In [2]:
import numpy as np
import pandas as pd
from bs4 import BeautifulSoup
import requests
import re
import os

Get Sitemap

In [3]:
ROOT = 'https://openpsychometrics.org/tests/characters/stats/'
sitemap_df = pd.read_html(ROOT)[0]
sitemap_df=sitemap_df[2:-1]

Get the labels of all the shows/works

In [4]:
work_pages = np.array(sitemap_df[sitemap_df.Name.str.match('[^\d]')]['Name'])
work_pages[:4]

array(['A/', 'AD/', 'AHX/', 'AK/'], dtype=object)
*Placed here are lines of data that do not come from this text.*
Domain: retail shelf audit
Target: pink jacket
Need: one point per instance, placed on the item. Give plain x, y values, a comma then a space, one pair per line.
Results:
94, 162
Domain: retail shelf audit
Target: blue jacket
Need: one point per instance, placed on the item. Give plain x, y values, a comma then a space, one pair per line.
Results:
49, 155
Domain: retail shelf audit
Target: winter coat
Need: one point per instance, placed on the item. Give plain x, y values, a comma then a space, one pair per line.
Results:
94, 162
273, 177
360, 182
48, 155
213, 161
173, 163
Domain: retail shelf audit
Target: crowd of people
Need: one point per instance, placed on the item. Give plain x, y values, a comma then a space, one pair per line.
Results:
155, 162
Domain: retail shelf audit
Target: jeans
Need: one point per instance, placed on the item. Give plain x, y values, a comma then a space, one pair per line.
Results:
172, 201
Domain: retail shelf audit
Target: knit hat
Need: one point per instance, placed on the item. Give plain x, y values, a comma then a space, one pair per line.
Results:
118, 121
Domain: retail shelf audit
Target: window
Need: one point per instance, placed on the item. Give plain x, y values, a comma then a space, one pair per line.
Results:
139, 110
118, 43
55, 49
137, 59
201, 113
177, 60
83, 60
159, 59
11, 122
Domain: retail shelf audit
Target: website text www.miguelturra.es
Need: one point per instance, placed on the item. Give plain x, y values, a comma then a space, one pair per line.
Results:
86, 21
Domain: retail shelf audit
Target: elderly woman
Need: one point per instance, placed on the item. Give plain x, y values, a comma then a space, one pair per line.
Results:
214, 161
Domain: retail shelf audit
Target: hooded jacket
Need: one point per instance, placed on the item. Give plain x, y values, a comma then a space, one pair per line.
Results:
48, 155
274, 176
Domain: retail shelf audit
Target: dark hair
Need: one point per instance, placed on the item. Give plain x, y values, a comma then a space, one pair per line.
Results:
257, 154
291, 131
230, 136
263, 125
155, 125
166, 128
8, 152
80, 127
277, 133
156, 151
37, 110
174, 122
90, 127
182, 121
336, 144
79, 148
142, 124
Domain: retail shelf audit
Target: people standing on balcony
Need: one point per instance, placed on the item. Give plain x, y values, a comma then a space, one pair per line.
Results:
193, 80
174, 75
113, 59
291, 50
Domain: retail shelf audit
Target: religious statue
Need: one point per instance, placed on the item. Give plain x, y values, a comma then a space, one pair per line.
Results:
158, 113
Get all of the trait code names, using Joffrey's page as a source

In [5]:
joffrey = 'GOT/23/'
URL = ROOT + joffrey
mean_df = pd.read_html(URL)[0]
mean_df['Trait'] = mean_df['Trait'].str.replace(' \(', ',').str.replace('not ', '').str.replace('\)', '')
mean_df = pd.DataFrame(index=mean_df['Trait'])
n_df = mean_df.copy()
std_df = mean_df.copy()
mean_df.head()

"psychopath,empath"
"punchable,loveable"
"arrogant,humble"
"😈,😇"
"selfish,altruistic"


Create URLs for all character pages

In [27]:
character_urls = []
for work in work_pages:
    URL = ROOT + work
    work_df = pd.read_html(URL)[0]
    work_df = work_df[2:-1]
    work_df['Name'] = work + work_df['Name']
    character_urls.extend(list(work_df['Name']))
# A few links point to image pages. Remove them
character_urls = [char for char in character_urls if char[-4:] != '.jpg']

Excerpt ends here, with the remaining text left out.